OpenCarry.org - State Information For North Carolina


----------



## NLAlston (Nov 15, 2011)

Steve M1911A1 said:


> In front of _Canadian_ border-control officers?
> Do Canadian border-control officers see him store his pistol inside his car, and carry it with him into Canada?
> 
> Sorry: I don't believe this. Had a Canadian border-control officer, or a RCMP officer, seen him bring a pistol into Canada, he would already be spending a significant portion of his life in a Canadian prison.
> ...


I wish to thank all who responded with their feelings & opinions on this matter.

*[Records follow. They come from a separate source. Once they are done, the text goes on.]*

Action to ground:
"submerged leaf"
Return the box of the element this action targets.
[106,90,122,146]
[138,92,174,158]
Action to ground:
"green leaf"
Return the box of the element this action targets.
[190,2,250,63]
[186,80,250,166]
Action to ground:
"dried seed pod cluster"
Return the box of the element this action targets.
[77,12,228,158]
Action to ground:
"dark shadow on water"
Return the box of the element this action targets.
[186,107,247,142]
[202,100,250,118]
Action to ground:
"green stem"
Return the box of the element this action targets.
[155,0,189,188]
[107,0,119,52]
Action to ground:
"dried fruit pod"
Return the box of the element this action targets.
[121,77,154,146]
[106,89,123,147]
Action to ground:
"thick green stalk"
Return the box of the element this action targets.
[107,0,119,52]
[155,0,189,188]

Steve, I should have been more clear, but I didn't mean that this individual was taking his gun _into_ Canada - in an outright open carry state of fashion. According to him, he goes up to the officer's station, states that he is surrendering his weapon until he completes his visit there, and releases his holstered weapon _right in front_ of the officers. That didn't seem at all real to me, and this character could very well be lying, but it is what he had stated. I, too, had previously thought Texas to be an open-carry state (until information, to the contrary, had been given within some of these replies). But even if that _had_ been true, NYS is not Texas. I tried to tell him that, but it was all to no avail.

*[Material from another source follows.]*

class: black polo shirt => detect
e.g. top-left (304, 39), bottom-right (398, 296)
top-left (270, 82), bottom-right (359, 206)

I have known this guy for about 40 years, and he used to wear the classification of 'friend'. But that has changed, over more recent times. I don't know what happened, but he is definitely not the person that I once knew. I no longer pal around with him, and he'll stop by if he happens to see me in the driveway, or yard, while in transit through my neighborhood. That is the full extent of our association.

He seems to have adopted that Clint Eastwood's '_Make my day_' attitude, and I am not at all comfortable with that. Hopefully, he'll (somehow) settle back into a state of sensibility & responsibility. It isn't just a matter of his having positioned himself outside of the parameters of the law - regarding the _one_ matter of concern that's been addressed, here - but the very warped sense, that he holds, of what that gun means to him; and of the Superman's cape that he has equated it to.


----------



## Holly (Oct 15, 2011)

NLAlston said:


> He seems to have adopted that Clint Eastwood's '_Make my day_' attitude...


I want to be a cowboy, too! :smt071


----------



## MLB (Oct 4, 2006)

Your former friend will very likely lose his permit soon, though if he's not incarcerated it doesn't sound like it would stop him from carrying anyway. Hopefully it will occur in a non-dramatic fashion. His loss will be our benefit too; we don't need that type of press.


----------



## NLAlston (Nov 15, 2011)

MLB said:


> Your former friend will very likely lose his permit soon, though if he's not incarcerated it doesn't sound like it would stop him from carrying anyway. Hopefully it will occur in a non-dramatic fashion. His loss will be our benefit too; we don't need that type of press.


I totally agree with you.


----------



## zeke (Nov 24, 2011)

I think you should sit down with this guy and keep reading and explaining the laws for concealed carry until he gets it. It might just save his life!


----------



## NLAlston (Nov 15, 2011)

zeke said:


> I think you should sit down with this guy and keep reading and explaining the laws for concealed carry until he gets it. It might just save his life!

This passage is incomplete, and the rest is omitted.